Changing variable type and variable length in SAS datasets

12
See also: Expanding lengths of all character variables in SAS data sets

There is a well-known Russian saying that goes “Если нельзя, но очень хочется, то можно.” The English translation of it can span anywhere from “If you can’t, but want it badly, then you can” to “If you shouldn’t, but want it badly, then you should” to “If you may not, but want it badly, then you may.” Depending on your situation, any possible combination of “may,” “can,” or “should” may apply. You can even replace “want” with “need” to get a slightly different flavor.

There are known means of modifying variable attributes with PROC DATASETS, but they are limited to variable name, format, informat, and label. But what if we want/need to modify a variable length, or change a variable type? And I am not talking about creating a new variable with a different length or converting a numeric variable value into a character value of another variable. We want to change variable type and/or variable length in place, without adding new variables. If you believe it can’t be done, read the first paragraph again.

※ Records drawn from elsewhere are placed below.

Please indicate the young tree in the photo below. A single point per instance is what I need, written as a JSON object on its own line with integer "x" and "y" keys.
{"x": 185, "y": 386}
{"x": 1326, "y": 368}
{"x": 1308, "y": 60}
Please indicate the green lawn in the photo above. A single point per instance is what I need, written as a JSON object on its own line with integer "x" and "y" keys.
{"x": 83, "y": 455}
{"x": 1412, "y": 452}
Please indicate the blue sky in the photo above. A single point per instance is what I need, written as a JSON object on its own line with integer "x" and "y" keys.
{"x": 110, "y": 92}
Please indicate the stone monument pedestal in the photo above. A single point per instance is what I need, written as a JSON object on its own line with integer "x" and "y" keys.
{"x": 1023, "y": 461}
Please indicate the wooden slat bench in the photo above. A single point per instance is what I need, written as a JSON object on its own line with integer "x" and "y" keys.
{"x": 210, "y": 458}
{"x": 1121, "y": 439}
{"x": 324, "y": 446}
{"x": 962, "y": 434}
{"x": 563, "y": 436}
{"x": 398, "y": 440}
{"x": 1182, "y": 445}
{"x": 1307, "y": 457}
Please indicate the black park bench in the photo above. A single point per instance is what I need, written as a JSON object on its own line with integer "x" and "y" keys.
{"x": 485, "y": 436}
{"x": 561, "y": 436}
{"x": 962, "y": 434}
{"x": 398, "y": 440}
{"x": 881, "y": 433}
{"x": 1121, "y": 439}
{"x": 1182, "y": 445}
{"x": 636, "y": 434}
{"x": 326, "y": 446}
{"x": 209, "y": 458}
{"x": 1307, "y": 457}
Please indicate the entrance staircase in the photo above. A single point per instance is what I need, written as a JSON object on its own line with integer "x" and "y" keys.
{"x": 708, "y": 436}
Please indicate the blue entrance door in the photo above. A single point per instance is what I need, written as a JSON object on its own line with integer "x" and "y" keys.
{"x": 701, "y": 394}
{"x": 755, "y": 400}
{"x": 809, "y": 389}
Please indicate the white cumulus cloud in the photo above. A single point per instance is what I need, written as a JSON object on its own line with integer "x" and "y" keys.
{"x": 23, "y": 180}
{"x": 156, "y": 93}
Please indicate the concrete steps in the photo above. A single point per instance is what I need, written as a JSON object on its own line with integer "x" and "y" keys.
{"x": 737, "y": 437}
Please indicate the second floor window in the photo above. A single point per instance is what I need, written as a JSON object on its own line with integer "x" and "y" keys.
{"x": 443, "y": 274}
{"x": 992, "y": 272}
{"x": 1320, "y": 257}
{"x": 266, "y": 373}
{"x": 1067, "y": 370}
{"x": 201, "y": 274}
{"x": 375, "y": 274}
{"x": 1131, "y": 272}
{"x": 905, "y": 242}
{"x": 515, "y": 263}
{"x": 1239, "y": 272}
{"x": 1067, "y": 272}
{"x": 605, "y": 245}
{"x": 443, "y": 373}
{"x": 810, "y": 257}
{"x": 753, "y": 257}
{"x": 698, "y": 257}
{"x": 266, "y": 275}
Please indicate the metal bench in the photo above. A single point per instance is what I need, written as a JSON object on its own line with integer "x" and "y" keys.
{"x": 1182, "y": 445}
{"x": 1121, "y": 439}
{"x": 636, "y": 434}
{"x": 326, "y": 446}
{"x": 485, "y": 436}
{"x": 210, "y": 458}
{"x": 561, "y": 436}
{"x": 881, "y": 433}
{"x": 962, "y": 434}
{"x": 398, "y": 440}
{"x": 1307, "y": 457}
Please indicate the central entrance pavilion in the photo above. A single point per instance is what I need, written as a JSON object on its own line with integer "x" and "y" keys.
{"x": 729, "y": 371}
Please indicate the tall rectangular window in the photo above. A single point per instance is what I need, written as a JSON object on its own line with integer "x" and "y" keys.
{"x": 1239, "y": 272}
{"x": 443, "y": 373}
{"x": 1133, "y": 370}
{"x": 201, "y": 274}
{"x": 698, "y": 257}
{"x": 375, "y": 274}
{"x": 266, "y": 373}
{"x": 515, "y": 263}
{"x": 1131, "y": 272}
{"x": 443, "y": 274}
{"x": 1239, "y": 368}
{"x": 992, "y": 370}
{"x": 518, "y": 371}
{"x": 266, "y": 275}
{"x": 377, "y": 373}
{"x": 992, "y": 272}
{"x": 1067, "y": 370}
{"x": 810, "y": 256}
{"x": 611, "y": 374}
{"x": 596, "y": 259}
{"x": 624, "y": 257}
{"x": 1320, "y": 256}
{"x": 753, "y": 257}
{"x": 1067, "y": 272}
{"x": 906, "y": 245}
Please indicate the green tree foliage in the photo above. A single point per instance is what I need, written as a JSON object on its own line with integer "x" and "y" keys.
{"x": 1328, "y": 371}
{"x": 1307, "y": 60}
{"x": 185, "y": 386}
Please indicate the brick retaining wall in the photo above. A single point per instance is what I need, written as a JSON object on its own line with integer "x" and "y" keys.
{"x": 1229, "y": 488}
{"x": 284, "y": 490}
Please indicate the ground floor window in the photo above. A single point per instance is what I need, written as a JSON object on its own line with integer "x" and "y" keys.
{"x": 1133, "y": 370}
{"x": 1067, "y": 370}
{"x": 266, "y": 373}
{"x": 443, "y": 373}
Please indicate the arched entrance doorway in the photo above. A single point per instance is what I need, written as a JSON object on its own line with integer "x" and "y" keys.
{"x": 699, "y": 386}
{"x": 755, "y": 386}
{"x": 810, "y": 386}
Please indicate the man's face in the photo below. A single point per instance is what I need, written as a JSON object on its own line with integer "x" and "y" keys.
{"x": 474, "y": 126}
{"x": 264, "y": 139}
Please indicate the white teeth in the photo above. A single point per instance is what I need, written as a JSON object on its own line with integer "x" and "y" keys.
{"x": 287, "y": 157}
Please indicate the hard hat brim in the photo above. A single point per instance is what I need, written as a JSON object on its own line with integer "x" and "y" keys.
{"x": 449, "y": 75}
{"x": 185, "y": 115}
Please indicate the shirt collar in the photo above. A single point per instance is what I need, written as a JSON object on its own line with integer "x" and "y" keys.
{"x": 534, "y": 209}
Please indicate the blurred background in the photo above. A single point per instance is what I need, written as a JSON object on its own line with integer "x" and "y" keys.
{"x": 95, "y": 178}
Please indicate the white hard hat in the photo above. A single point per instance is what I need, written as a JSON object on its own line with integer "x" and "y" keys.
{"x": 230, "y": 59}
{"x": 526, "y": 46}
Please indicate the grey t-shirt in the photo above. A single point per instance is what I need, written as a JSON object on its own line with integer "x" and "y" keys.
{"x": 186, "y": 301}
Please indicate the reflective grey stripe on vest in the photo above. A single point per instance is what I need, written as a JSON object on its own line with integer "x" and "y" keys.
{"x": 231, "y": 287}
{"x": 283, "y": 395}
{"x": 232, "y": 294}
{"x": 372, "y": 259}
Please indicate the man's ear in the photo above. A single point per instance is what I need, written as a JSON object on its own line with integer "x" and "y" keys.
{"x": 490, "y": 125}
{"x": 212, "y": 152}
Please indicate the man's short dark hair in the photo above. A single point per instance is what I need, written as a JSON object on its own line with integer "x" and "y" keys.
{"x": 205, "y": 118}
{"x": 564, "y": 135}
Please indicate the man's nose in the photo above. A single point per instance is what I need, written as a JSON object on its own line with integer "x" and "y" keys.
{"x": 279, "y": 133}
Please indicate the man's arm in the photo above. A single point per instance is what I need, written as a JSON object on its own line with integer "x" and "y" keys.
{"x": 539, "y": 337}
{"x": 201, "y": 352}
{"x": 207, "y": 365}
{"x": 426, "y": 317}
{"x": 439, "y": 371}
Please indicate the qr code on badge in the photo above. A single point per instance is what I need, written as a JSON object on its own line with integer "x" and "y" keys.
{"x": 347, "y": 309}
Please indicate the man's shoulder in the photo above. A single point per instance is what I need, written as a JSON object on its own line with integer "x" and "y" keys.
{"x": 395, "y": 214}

Imagine that we have two data tables that we need to concatenate into one table. However, there is one common variable that is of different type in each table – in the first table it is numeric, but in the second table it is character.

Sample data

Let’s create some sample data to emulate our situation by running the following SAS code:

libname sasdl 'C:\PROJECTS\_BLOG_SAS\changing_variable_type_and_length_in_sas_datasets';
 
/* create study2016 data table */
data sasdl.study2016;
   length subjid dob 8 state $2 start_date end_date 8;
   infile datalines truncover;
   input subjid dob : mmddyy10. state start_date : mmddyy10. end_date : mmddyy10.;
   format dob start_date end_date mmddyy10.;
   datalines;
123456 08/15/1960 MD 01/02/2016
234567 11/13/1970 AL 05/12/2016 12/30/2016
;
 
/* create study2017 data table */
data sasdl.study2017;
   length subjid $6 dob 4 state $2 start_date end_date 4;
   infile datalines truncover;
   input subjid dob : mmddyy10. state start_date : mmddyy10. end_date : mmddyy10.;
   format dob start_date end_date mmddyy10.;
   datalines;
987654 03/15/1980 VA 02/13/2017
876543 11/13/1970 NC 01/11/2017 01/30/2017
765432 12/15/1990 NY 03/14/2017
;

The produced data tables will look as follows:

Table STUDY2016:
SAS data table 1

Table STUDY2017:
SAS data table 2

If we look at the tables’ variable properties, we will see that the subjid variable is of different type in these two data tables: it is of type Numeric (length of 8) in STUDY2016 and of type Character (length of 6) in STUDY2017:

SAS variables properties

Also, notice that variables dob, start_date, and end_date, although of the same Numeric type, have different length attributes - 8 in the STUDY2016 table, and 4 in the STUDY2017 table.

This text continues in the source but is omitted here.